ROB BOWMAN:: “Basically I just made up the dragons. I had to decide how I wanted it to fly, did I want him to flap a lot or glide? Was it balletic in the air or was he a lumbering T-Rex? I decided I wanted him to be supreme, to look like a perfectly designed predator, and more agile than a jet. And his sound, his breathing, is a king cobra. I find the king cobra is the creepiest animal in the wild.”

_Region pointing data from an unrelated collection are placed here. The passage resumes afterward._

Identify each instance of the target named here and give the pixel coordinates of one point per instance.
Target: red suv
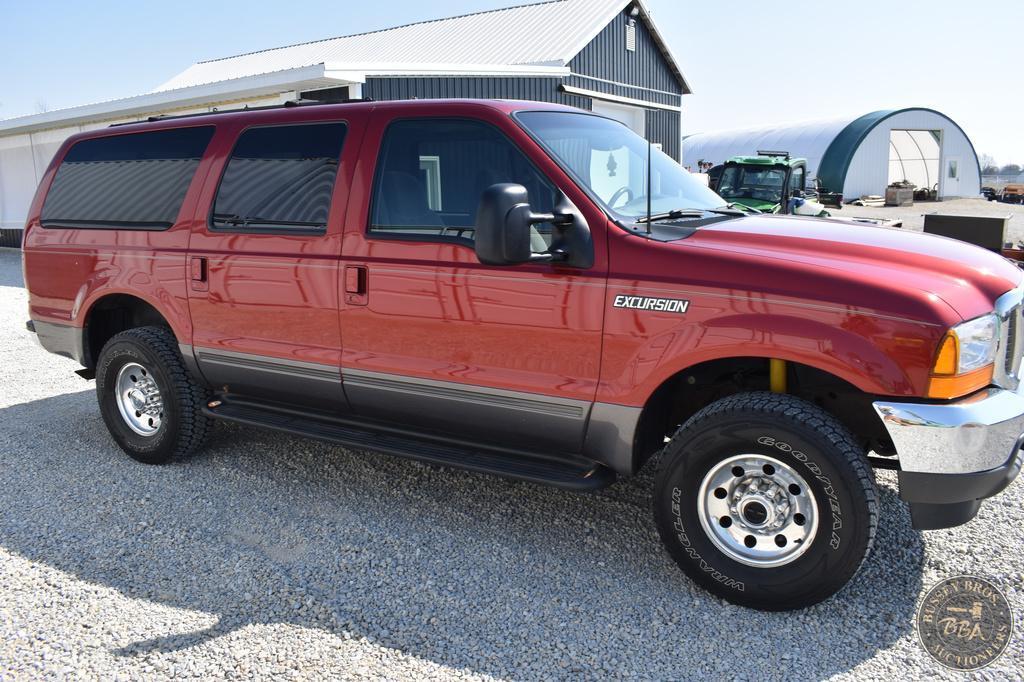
(532, 291)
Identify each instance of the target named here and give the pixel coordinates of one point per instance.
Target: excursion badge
(647, 303)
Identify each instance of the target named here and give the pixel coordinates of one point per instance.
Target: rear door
(433, 338)
(264, 258)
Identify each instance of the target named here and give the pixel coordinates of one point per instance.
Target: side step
(574, 473)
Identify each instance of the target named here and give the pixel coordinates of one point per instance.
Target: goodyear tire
(767, 501)
(152, 405)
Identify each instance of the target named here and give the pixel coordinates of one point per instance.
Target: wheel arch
(114, 312)
(686, 391)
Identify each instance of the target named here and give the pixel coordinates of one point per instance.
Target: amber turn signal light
(945, 383)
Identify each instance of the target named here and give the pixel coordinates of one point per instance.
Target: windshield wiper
(677, 214)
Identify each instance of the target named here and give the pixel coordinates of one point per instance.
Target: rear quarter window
(130, 181)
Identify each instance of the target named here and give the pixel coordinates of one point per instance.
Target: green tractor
(769, 182)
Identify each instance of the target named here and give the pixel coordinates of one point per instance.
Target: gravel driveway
(273, 556)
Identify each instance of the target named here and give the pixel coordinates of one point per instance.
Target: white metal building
(861, 156)
(605, 55)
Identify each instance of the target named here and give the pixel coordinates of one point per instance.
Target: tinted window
(280, 179)
(132, 181)
(431, 174)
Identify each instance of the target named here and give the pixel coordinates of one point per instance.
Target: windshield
(610, 162)
(763, 184)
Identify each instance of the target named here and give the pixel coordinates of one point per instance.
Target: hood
(965, 276)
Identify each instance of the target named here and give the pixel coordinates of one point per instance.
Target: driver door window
(432, 172)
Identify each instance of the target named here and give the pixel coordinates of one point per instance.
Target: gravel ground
(272, 556)
(913, 216)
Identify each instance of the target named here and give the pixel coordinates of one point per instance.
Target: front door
(437, 341)
(264, 263)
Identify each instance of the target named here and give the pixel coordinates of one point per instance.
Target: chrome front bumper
(953, 455)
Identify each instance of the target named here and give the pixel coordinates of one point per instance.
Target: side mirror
(503, 220)
(504, 229)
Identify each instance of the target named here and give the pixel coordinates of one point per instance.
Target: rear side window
(131, 181)
(280, 179)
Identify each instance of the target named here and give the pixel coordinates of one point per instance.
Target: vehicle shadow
(461, 569)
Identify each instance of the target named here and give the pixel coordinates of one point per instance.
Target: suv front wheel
(767, 501)
(152, 405)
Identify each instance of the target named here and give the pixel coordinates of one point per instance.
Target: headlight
(966, 357)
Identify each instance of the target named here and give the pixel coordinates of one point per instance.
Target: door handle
(200, 273)
(356, 286)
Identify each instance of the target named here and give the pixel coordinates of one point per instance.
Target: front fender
(878, 354)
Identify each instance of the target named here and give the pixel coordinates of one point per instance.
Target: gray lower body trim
(65, 340)
(275, 379)
(513, 419)
(611, 436)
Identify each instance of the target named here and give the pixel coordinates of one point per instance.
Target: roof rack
(288, 104)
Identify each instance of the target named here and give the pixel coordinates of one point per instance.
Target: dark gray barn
(604, 55)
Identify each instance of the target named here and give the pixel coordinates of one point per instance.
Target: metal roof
(543, 35)
(528, 40)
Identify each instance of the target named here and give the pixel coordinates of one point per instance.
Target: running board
(574, 473)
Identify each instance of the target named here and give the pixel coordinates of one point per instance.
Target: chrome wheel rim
(758, 510)
(138, 399)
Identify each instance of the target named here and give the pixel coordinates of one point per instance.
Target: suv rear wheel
(152, 405)
(767, 501)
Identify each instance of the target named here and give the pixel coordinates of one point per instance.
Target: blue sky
(749, 62)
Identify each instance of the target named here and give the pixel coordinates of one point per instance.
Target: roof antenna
(649, 187)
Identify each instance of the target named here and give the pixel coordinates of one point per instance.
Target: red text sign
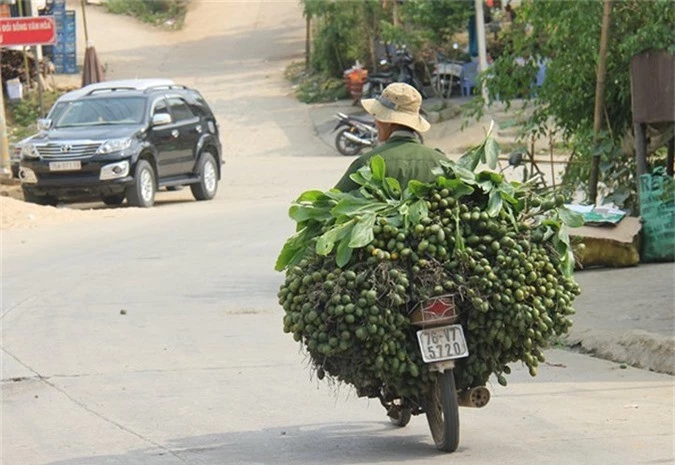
(40, 30)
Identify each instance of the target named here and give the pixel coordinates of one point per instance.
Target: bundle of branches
(360, 262)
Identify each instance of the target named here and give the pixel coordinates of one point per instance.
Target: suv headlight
(29, 151)
(114, 170)
(115, 145)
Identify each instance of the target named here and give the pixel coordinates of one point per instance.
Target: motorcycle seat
(366, 119)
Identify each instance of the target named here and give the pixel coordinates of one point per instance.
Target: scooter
(441, 341)
(354, 134)
(406, 70)
(376, 82)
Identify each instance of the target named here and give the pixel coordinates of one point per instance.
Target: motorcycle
(404, 65)
(376, 82)
(354, 134)
(441, 341)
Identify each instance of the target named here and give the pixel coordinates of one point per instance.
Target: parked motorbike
(376, 82)
(354, 134)
(447, 75)
(441, 341)
(403, 66)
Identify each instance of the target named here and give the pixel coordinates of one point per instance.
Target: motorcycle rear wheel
(442, 411)
(344, 145)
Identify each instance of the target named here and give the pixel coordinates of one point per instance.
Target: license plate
(442, 343)
(65, 165)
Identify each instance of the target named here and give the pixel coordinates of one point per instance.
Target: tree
(566, 35)
(345, 32)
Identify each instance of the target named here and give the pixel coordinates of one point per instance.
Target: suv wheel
(207, 186)
(113, 200)
(142, 192)
(30, 197)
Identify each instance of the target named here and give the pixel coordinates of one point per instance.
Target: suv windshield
(106, 110)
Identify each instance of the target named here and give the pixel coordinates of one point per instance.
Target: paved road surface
(198, 371)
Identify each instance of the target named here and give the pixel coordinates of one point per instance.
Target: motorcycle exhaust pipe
(477, 397)
(357, 139)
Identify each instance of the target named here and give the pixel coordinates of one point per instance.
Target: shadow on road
(328, 444)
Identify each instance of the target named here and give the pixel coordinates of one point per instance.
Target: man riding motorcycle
(397, 116)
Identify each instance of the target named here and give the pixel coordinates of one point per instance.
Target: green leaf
(491, 152)
(570, 218)
(471, 159)
(358, 178)
(344, 252)
(296, 247)
(326, 243)
(310, 196)
(289, 250)
(458, 187)
(302, 213)
(496, 178)
(362, 234)
(377, 167)
(494, 204)
(351, 206)
(487, 186)
(394, 186)
(419, 189)
(418, 210)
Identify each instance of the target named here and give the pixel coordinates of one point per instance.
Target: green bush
(22, 116)
(315, 87)
(151, 11)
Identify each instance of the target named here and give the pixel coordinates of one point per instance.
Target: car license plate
(442, 343)
(65, 165)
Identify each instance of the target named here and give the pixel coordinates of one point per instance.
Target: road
(156, 339)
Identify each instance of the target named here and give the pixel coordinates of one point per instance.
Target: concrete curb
(638, 348)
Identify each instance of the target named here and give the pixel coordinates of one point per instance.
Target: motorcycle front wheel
(442, 411)
(344, 145)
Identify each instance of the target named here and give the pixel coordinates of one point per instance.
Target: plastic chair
(468, 76)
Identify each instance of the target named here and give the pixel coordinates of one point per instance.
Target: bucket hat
(399, 103)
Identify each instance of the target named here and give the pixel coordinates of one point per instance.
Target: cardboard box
(609, 245)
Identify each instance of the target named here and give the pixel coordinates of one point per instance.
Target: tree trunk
(599, 98)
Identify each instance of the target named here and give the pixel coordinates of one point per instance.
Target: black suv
(122, 139)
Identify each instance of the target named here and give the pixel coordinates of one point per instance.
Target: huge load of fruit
(361, 262)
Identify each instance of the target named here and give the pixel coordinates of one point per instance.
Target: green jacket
(405, 159)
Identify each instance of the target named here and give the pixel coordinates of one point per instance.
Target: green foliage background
(568, 34)
(151, 11)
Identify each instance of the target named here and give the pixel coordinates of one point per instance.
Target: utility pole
(4, 145)
(599, 99)
(482, 45)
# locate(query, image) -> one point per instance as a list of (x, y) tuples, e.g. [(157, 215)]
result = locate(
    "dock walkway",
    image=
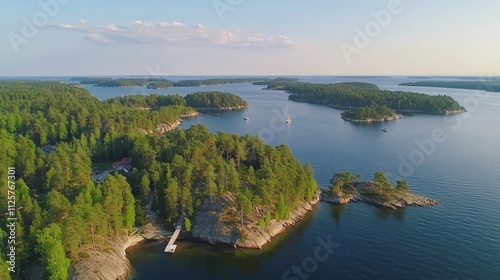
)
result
[(171, 246)]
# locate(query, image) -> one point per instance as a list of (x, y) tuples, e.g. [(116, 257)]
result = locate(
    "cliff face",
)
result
[(216, 222), (109, 263)]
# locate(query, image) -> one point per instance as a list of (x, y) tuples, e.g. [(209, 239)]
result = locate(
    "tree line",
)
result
[(352, 94), (487, 85), (62, 213), (198, 100), (215, 100)]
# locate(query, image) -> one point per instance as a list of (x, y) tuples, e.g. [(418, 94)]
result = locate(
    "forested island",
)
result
[(369, 114), (489, 85), (161, 83), (231, 189), (210, 100), (215, 100), (215, 81), (152, 83), (346, 187), (372, 101)]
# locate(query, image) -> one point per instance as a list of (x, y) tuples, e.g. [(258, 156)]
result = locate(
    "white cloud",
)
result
[(97, 38), (177, 33), (67, 26)]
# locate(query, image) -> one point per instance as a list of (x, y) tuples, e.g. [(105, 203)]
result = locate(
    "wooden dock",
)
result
[(171, 246)]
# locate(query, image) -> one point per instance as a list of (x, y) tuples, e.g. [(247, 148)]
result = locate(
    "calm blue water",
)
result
[(459, 239)]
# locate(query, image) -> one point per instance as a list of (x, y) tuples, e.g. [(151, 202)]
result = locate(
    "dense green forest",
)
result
[(215, 81), (215, 100), (276, 83), (490, 85), (62, 213), (354, 94), (369, 112), (199, 100), (380, 187), (154, 83)]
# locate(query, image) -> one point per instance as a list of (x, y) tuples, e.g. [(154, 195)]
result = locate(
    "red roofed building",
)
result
[(122, 164)]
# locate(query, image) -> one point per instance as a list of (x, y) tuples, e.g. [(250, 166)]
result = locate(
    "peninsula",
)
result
[(492, 85), (345, 187), (366, 102), (55, 135)]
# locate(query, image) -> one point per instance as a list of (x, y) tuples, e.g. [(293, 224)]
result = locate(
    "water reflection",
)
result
[(384, 214), (337, 211)]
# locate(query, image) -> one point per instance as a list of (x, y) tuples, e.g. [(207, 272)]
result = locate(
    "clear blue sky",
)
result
[(250, 37)]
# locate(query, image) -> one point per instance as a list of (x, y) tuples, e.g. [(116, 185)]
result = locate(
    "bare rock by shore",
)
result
[(363, 192), (107, 263), (216, 223)]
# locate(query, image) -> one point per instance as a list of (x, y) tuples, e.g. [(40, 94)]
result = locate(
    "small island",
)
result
[(372, 102), (150, 83), (370, 114), (492, 85), (215, 100), (345, 187), (215, 81)]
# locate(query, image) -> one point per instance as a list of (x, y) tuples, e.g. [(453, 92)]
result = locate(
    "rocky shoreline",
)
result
[(211, 224), (372, 120), (360, 194)]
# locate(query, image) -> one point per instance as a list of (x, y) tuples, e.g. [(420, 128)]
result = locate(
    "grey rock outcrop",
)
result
[(216, 223)]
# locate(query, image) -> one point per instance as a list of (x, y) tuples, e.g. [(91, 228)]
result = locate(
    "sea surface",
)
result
[(458, 239)]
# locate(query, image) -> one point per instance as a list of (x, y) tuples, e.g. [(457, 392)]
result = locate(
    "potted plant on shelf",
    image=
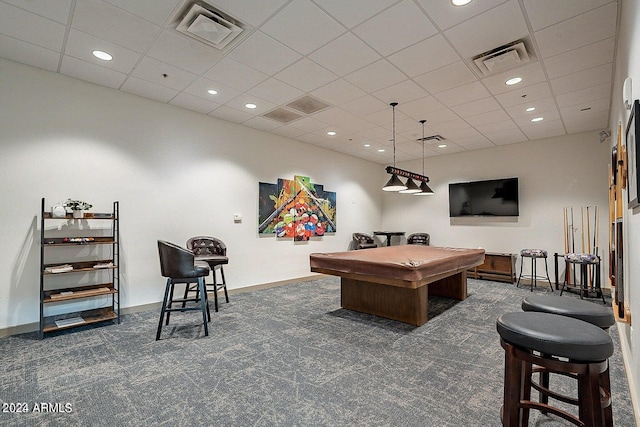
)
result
[(77, 207)]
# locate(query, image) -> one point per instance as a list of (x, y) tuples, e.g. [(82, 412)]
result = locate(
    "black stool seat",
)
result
[(596, 314), (555, 335)]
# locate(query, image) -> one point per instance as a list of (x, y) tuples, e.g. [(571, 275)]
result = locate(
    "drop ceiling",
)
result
[(354, 57)]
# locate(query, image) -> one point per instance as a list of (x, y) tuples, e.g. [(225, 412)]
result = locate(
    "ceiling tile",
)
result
[(338, 92), (194, 103), (148, 89), (583, 79), (501, 25), (275, 91), (580, 59), (56, 10), (185, 53), (383, 33), (155, 11), (90, 72), (376, 76), (584, 95), (80, 45), (424, 56), (466, 93), (446, 77), (354, 12), (345, 54), (306, 75), (201, 86), (31, 28), (538, 10), (28, 53), (582, 30), (154, 71), (402, 92), (264, 54), (113, 24), (446, 15), (235, 74), (302, 26)]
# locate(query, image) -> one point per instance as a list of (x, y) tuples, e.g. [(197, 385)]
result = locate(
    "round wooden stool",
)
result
[(586, 311), (558, 344)]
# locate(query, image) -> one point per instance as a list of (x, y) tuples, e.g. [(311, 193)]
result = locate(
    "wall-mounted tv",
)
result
[(495, 197)]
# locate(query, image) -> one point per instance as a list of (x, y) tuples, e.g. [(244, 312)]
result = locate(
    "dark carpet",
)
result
[(285, 356)]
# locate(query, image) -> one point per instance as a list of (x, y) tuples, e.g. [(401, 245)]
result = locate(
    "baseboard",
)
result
[(626, 358), (32, 327)]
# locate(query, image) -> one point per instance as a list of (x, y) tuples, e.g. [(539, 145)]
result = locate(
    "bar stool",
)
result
[(534, 254), (595, 314), (560, 344), (584, 261)]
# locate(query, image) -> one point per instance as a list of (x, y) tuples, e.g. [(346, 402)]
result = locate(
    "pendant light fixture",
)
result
[(394, 183), (424, 188)]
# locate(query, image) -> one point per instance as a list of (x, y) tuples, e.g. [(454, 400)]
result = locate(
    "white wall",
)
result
[(552, 173), (628, 65), (175, 172)]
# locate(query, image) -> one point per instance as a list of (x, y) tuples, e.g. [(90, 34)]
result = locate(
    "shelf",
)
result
[(79, 267), (87, 215), (89, 316), (67, 241), (78, 292)]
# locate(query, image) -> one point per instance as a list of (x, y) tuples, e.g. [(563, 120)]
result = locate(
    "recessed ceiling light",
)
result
[(102, 55)]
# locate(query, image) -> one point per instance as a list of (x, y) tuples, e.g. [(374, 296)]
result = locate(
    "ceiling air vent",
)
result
[(307, 104), (209, 26), (282, 115), (505, 57)]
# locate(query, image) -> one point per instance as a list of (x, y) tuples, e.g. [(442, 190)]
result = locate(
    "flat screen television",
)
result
[(495, 197)]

IZABELLA SCORUPCO:: “I never thought of it as a dragon. I thought of it like a biological weapon, or an attacking plane and this is a time of war, this is the end of the world.”
CHRISTIAN BALE on having to imagine the dragons:: “It’s as silly as you can imagine it to be really, but every part of the job is. Any movie is incredibly silly. The most earnest character driven movie is still very silly if you look at it with clear eyes. It think it’s always a good idea to have that in mind, and not take yourself too seriously. But it was a new thing having to stare at midair. I got an awful lot of the artists’ renderings of the dragons, so I knew exactly what it was going to look like, and the thing that made it easier was that we didn’t use blue screen at all, it was all done on location. That enabled the performances to still have a momentum to them and a reality, instead of the hygiene of a very cold atmosphere of a studio with a blue screen.”
MATTHEW McCONAUGHEY:: “It’s not that the dragons are evil, they’re more Machiavellian. They’re just doing what they have to do to survive, even if that means getting rid of Mankind along the way.”